As French IT services firm Capgemini looks to focus on both digital and traditional managed services business, it finds itself in a tricky situation, says CEO Paul Hermelin.

“It creates a difficult situation because of feeling of a two speed world. At Capgemini, there’s what we call new, which is digital and cloud, and what we reported in Q1 was 42 per cent of revenues, growing at 20 per cent. But the group only grows at 7 per cent which means the rest does not grow,” Hermelin told BusinessLine .

Shrinking margins

“It means volume grows because when we renew clients, we renew clients with price concessions. The only way to sign a renewal goes with a price concession. So the nominal prices are going down and you have to compensate it with market share,” he added.

With shrinking margins at managed services business, the company is trying to master both digital and traditional services and that’s where it’s trying to revamp its 100,000-odd employee base in India.

As Hermelin prepares to step down after spending about 17 years at the helm of the Paris-headquartered company, he’s identified two executives as his possible successors, both of whom — Thierry Delaporte and Aiman Ezzat — have been appointed as Chief Operating Officers to take the company forward in both digital as well as managed services.

“I have tasked them with two complementary priorities. Aiman is in-charge of overcoming a historical fragmentation of the group, which is account-centric unification. We will very soon have an organisation with a unified go-to-market with a clear intent of increase the number of strategic accounts. It was historically 60. We want to more than double that,” Hermelin said.

“Thierry is in-charge of portfolio and capabilities and he has India under his remit. His two priorities are innovation and competitiveness automation. His responsibility in India is to grow innovation and productivity, the two drivers for the group,” he added.

What this means is that the company will focus on retraining existing employees and would limit its external hiring in India.

“With 100,000 people, we have the kind of stature we need in India. We are not in India looking for more stature. We added some Indian platform through some acquisitions which are far more targeted,” Hermelin said.

He said while the company has acquired companies with large employee base in India in the past, future acquisitions will be focussed purely on new skills. “There will be new acquisitions, where we will target new skills in India and not volumes,” Hermelin said.

He also cleared the clouds around recent employee protests on social media where Capgemini employees complained about biases in the way hikes were given, prioritising those with digital skills while completely leaving behind the ones working on traditional technologies.
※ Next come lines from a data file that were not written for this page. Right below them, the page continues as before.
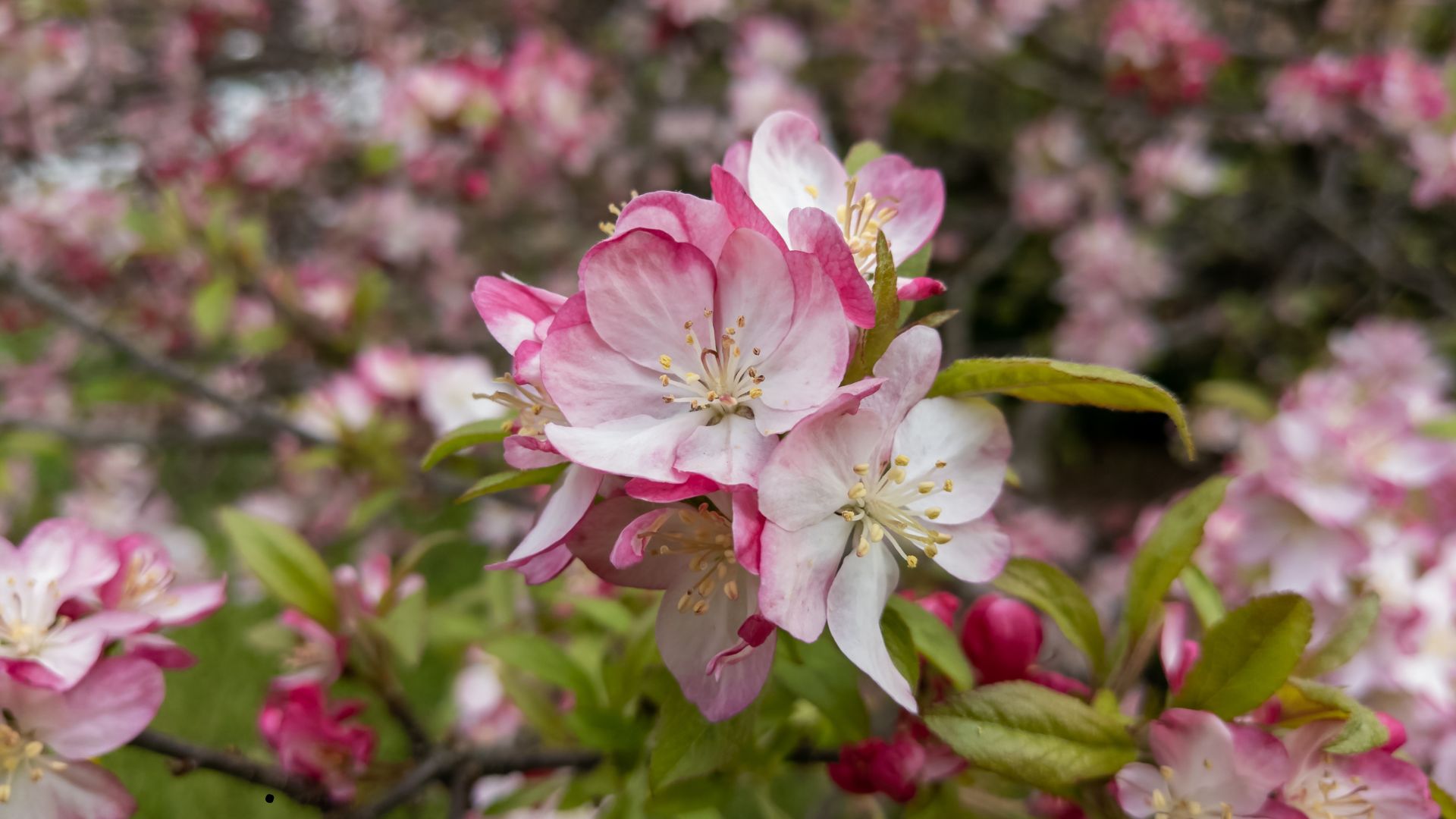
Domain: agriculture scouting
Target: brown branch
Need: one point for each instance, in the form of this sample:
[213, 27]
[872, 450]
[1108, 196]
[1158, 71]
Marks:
[66, 311]
[193, 757]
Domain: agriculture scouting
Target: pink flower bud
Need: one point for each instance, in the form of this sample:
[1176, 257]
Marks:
[1397, 729]
[1001, 637]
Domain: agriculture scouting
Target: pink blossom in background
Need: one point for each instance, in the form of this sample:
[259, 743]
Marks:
[316, 738]
[1161, 47]
[1204, 768]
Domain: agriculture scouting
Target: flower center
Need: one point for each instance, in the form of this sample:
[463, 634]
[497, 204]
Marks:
[24, 755]
[707, 541]
[881, 510]
[28, 618]
[146, 580]
[1165, 806]
[727, 379]
[862, 219]
[533, 409]
[1327, 795]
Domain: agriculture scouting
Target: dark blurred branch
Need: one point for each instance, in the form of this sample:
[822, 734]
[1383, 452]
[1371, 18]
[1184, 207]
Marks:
[191, 757]
[66, 311]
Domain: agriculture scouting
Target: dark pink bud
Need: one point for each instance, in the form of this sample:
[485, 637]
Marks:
[1001, 637]
[1397, 729]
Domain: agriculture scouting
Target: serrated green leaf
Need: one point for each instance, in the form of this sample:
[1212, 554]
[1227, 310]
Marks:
[1363, 730]
[1204, 595]
[284, 563]
[406, 629]
[1164, 556]
[513, 480]
[1248, 656]
[1346, 639]
[900, 645]
[861, 155]
[819, 673]
[1033, 735]
[688, 745]
[934, 640]
[1063, 382]
[471, 435]
[1062, 599]
[544, 659]
[213, 306]
[887, 315]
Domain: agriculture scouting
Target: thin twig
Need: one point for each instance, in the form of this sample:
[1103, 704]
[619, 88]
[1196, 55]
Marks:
[297, 789]
[66, 311]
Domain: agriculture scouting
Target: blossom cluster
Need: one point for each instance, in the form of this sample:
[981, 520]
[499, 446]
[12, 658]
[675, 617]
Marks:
[1346, 493]
[83, 661]
[696, 384]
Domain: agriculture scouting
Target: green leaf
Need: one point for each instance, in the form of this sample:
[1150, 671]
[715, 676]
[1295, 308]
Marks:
[688, 745]
[861, 155]
[513, 480]
[819, 673]
[1204, 595]
[902, 646]
[1445, 800]
[1062, 599]
[1363, 730]
[934, 640]
[1248, 656]
[406, 630]
[1034, 735]
[1062, 382]
[1346, 639]
[1164, 556]
[887, 315]
[471, 435]
[284, 563]
[544, 659]
[213, 306]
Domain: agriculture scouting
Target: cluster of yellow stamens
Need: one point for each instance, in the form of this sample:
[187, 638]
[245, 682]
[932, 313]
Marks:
[20, 754]
[609, 228]
[705, 538]
[1335, 799]
[1165, 808]
[533, 410]
[726, 382]
[861, 221]
[881, 512]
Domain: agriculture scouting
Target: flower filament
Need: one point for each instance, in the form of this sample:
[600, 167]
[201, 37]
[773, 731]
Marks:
[728, 379]
[20, 754]
[705, 539]
[861, 221]
[881, 510]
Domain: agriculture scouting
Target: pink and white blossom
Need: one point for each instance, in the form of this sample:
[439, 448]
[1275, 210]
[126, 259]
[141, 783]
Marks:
[848, 496]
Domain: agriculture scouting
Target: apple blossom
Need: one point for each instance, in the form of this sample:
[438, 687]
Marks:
[705, 360]
[1372, 786]
[899, 475]
[704, 558]
[1204, 768]
[50, 738]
“This year, we had a strange structure of business, but base salary on an average has grown by 6 per cent. We have moved from just volume that created room for everybody to value growth. We intend to be a winner in the value race and be at our side, we are ready to invest in you so that you are a winner personally in the value race,” Hermalin said.

No large hiring

He also indicated that the India employee strength has plateaued now and there may not be large hiring going forward at India centres.

“We’ve progressively replaced a lot of French, Dutch and Americans with Indians. Even if the group was not growing that much, in India we were growing at 20 per cent. Today, we’ve reached the level of Indian sourcing that we need. So, we are now in India at what I would call as a cruising speed.”

In order to improve its engagement with customers for digital projects, Capgemini is building new innovation centres called Applied Innovation Exchanges (AIE) where it is building next stage of digital solutions for clients. These centres will also help the company co-innovate with clients.

Capgemini already has 12 of them including the largest one in San Francisco and others including those in London, Singapore and Mumbai. The 13th AIE will come up by end of this year in Hyderabad with a capacity of about 100-120 people in a new facility that’ll be about 10,000 sqft in area.